I don’t find any mention in the article but I can safely assume that inadequate funding results in compromising the quality of education being offered and delivered at CUNY. As an inevitable consequence, the large number of graduates are thrown into a job market where they are likely to encounter stiff competition for which they have not been adequately prepared.

They are unlikely to achieve the mobility they so fervently cherish and so passionately strive for. They fall prey to a vicious cycle of less preparation, less opportunity, less mobility and less attainment for no fault of their own.

The rich and the powerful make lavish grants to the Ivy League Universities not being driven by altruistic leanings but by the lure of tax cuts and tax exemptions.

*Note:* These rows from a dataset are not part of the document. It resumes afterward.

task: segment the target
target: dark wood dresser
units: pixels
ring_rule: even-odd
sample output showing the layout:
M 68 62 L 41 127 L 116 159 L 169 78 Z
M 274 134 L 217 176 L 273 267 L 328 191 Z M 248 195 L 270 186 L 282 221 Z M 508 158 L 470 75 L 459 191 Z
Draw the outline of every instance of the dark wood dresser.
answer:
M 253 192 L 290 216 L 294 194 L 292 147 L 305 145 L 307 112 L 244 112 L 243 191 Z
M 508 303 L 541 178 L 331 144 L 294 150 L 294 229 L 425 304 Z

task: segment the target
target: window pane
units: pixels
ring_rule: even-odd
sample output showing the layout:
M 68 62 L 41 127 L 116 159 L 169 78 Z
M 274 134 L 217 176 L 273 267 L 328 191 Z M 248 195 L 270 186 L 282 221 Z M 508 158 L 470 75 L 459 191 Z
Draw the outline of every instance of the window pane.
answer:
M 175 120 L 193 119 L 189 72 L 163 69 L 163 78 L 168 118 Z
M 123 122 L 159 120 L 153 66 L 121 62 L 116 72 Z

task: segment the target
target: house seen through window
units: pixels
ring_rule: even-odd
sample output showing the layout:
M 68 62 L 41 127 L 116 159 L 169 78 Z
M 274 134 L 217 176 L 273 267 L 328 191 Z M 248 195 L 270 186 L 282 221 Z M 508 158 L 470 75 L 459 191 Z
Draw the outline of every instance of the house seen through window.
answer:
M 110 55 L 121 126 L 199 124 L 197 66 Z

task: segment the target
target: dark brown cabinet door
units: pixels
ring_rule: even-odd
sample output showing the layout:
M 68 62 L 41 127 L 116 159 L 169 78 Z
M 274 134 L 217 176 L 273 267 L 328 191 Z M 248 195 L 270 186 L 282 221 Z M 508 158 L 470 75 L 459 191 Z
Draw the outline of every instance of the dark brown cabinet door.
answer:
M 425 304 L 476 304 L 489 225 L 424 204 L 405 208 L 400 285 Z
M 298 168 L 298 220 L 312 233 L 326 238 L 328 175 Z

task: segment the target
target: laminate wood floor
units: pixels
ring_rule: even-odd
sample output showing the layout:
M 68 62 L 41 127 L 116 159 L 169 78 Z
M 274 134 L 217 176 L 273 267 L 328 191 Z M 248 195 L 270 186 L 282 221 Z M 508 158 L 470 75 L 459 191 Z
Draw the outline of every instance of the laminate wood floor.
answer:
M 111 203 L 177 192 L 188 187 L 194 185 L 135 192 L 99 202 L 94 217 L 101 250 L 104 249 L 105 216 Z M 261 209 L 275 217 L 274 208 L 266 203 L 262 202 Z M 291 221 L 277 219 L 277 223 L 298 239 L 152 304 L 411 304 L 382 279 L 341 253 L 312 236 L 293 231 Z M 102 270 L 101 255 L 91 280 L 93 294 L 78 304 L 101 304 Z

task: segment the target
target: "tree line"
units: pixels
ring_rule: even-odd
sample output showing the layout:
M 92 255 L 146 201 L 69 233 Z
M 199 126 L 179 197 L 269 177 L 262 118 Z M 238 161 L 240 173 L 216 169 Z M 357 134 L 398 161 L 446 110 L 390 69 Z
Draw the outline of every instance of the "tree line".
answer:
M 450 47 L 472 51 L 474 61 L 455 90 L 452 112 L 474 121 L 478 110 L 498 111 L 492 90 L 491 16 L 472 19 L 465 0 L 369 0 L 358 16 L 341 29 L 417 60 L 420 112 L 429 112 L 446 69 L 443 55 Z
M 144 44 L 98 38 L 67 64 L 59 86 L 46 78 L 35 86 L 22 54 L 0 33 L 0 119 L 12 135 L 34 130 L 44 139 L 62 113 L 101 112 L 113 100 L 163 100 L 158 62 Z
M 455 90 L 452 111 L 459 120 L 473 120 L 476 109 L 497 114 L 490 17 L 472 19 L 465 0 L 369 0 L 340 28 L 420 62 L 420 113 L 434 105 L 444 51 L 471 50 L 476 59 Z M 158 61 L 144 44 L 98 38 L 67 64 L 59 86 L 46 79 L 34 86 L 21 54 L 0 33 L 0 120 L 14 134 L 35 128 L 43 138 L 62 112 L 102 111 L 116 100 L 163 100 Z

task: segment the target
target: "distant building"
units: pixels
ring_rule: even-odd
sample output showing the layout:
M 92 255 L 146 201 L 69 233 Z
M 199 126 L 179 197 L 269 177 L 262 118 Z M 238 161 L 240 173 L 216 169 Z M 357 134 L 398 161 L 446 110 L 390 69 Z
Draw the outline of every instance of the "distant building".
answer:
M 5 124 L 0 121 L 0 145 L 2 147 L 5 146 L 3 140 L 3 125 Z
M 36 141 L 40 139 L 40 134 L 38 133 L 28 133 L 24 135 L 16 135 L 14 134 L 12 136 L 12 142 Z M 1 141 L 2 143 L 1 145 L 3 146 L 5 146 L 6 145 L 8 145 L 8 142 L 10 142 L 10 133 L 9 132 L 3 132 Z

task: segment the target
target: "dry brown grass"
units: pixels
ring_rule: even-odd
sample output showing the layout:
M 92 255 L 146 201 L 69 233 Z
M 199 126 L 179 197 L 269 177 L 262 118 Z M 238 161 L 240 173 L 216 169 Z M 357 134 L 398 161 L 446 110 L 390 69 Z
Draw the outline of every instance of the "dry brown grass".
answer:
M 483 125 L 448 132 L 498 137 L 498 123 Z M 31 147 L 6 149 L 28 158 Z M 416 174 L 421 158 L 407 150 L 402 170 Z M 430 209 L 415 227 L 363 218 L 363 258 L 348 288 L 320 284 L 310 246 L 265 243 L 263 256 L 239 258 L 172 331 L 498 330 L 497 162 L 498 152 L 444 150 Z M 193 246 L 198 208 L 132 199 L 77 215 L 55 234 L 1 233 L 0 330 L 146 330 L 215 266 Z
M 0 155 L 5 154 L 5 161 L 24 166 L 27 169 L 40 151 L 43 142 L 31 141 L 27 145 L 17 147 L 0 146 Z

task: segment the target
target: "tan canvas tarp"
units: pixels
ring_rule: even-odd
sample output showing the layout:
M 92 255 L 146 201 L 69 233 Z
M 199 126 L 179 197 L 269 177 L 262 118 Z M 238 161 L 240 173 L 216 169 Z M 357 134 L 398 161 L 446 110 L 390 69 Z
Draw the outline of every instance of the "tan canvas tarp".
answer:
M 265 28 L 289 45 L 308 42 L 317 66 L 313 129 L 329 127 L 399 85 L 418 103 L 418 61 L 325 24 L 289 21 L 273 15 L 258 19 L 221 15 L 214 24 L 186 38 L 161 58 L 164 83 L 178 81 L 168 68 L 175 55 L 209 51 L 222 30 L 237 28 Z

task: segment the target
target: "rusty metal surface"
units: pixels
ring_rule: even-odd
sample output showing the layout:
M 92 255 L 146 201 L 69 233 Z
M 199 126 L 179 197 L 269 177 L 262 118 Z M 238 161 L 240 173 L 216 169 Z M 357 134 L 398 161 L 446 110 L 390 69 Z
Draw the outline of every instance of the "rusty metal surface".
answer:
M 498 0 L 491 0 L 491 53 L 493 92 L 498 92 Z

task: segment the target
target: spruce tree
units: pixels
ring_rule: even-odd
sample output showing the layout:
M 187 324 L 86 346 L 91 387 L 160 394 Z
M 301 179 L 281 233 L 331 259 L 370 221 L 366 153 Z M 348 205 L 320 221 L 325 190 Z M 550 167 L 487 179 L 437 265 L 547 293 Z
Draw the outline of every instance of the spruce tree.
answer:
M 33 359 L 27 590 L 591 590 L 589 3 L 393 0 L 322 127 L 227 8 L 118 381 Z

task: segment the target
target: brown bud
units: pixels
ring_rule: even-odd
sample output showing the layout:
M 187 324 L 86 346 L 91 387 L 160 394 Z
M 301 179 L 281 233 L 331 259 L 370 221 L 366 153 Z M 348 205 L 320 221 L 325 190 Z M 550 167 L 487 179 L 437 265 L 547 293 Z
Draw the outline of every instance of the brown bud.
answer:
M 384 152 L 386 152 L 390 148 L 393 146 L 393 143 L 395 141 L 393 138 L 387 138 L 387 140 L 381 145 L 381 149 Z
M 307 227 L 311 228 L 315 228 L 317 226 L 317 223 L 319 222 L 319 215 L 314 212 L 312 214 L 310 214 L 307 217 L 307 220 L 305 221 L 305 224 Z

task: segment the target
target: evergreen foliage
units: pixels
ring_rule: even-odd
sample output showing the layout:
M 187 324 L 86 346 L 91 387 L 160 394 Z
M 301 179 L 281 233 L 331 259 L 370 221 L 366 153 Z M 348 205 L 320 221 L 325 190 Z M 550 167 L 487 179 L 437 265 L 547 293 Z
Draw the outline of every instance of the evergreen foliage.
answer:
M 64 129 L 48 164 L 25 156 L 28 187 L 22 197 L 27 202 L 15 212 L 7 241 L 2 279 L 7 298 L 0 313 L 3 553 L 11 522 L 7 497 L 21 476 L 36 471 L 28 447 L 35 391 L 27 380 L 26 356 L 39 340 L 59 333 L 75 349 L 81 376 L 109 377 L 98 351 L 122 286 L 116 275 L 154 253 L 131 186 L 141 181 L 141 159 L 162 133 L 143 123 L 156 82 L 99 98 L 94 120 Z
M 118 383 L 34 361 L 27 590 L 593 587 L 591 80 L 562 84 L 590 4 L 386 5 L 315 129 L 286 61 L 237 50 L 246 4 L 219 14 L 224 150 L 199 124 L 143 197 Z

They aim to serve their own purpose of guarding and perpetuating the system whose products they are.

When education has been made a means to an end not an end in itself, events of this nature are likely to happen with more regularity than not.

I feel tempted to end with a quote from Thomas Gray’s Elegy written in a country churchyard:

“The boast of heraldry, the pomp of pow’r,

And all that beauty, all that wealth e’er gave,

Awaits alike th’ inevitable hour.

The paths of glory lead but to the grave.”

8 May 2020

Covid 19 has cast a long shadow on the lower socioeconomic groups groups especially among ethnic minorities in the UK and the US.**

Universities and public universities in particular play a pivotal part in social mobility. The transformative power of higher education can lead to upward mobility creating more space for social justice.

It’s this transformation that the post-Covid world desperately needs.